Former UF star works to empower student-athletes |

No matter what it is that lies behind this trend, there’s no doubting that the area of student-athlete well-being is rising to the surface. Whether it’s nutrition, practice time, career concerns, or mental health, we’re seeing more and more attention paid to these topics by colleges, universities, and other organizations.

Haley Lorenzen was dependable and consistent in her four-year basketball career at the University of Florida, scoring 1,214 points and grabbing 730 rebounds from 2014-18.

Now, as a UF graduate student studying sports administration, Lorenzen is on a path to impact student-athletes throughout the country.

Lorenzen attended the NCAA Convention in Orlando this week and was one of 15 former and current NCAA student-athletes to vote on 11 autonomy proposals. She is one of three athletes from the SEC, a list that includes LSU football player Blake Ferguson and Mississippi State volleyball player Khristian Carr.

The proposals, which include greater access to agents for career advisement and more access to mental health services, are designed to give student-athletes in the revenue-producing power five conferences (ACC, Big Ten, Big 12, SEC and Pac-12) more of a voice in policies that can affect their college careers.

“It used to be where coaches and administration had all the voice and student-athletes really didn’t have any,” Lorenzen said. “It’s been really interesting to see how decisions are changed as people have become more informed.”

For Lorenzen, the path to athlete advocacy began as an undergraduate.
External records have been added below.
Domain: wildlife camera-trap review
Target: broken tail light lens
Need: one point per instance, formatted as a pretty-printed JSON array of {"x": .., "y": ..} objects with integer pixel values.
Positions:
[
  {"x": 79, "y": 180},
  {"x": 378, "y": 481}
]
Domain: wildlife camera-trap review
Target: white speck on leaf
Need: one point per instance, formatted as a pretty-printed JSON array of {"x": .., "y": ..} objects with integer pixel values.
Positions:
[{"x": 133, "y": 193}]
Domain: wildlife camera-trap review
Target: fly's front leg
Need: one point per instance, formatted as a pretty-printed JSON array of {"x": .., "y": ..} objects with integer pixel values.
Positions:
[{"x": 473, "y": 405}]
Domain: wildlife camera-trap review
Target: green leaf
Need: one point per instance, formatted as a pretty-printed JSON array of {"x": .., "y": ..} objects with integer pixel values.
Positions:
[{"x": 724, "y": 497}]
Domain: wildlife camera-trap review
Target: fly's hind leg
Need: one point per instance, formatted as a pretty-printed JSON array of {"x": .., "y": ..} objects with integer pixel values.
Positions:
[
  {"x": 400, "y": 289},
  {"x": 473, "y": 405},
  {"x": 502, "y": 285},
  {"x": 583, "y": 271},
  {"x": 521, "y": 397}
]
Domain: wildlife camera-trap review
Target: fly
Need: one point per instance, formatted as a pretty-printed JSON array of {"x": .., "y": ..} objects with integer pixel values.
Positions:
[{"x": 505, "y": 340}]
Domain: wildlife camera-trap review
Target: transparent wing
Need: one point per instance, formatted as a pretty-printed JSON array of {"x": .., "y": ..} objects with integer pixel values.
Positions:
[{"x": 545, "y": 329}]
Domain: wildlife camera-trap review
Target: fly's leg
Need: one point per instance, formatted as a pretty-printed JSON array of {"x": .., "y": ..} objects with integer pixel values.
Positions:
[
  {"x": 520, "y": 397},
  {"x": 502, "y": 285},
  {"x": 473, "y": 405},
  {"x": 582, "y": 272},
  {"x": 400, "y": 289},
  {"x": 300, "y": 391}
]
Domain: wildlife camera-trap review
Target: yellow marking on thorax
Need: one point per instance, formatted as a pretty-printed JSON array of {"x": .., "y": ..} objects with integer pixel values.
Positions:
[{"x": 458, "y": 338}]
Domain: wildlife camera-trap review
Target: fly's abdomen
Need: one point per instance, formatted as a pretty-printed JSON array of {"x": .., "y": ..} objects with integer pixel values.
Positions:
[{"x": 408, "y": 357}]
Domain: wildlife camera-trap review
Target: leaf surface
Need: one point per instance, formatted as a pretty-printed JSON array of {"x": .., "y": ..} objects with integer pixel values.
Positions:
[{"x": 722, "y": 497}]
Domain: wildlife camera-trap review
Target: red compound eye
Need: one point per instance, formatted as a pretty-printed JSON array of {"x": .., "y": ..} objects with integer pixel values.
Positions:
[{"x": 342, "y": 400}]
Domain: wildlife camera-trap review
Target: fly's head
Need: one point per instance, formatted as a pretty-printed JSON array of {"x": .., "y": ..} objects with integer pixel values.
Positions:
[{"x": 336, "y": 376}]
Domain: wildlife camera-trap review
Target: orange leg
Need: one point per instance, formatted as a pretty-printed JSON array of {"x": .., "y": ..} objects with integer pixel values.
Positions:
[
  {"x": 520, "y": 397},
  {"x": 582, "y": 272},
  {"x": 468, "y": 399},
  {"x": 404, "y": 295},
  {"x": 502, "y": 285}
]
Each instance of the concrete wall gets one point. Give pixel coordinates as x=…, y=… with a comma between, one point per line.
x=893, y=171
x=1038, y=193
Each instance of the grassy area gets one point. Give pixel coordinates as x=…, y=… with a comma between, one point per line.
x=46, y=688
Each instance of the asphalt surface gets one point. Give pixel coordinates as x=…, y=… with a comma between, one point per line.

At the Hawkins Center on UF’s campus, the academic center for Gator athletes, advisers put Lorenzen in contact with the Southeastern Conference office, to learn and make connections. Lorenzen already was a member of student-athlete advisory committees at UF and, through her meetings with the SEC, became a member of the student-athlete leadership council, providing feedback on SEC proposals directly back to UF athletic and academic administrators.

“That made me more aware of some of the things that were going on around the country,” Lorenzen said.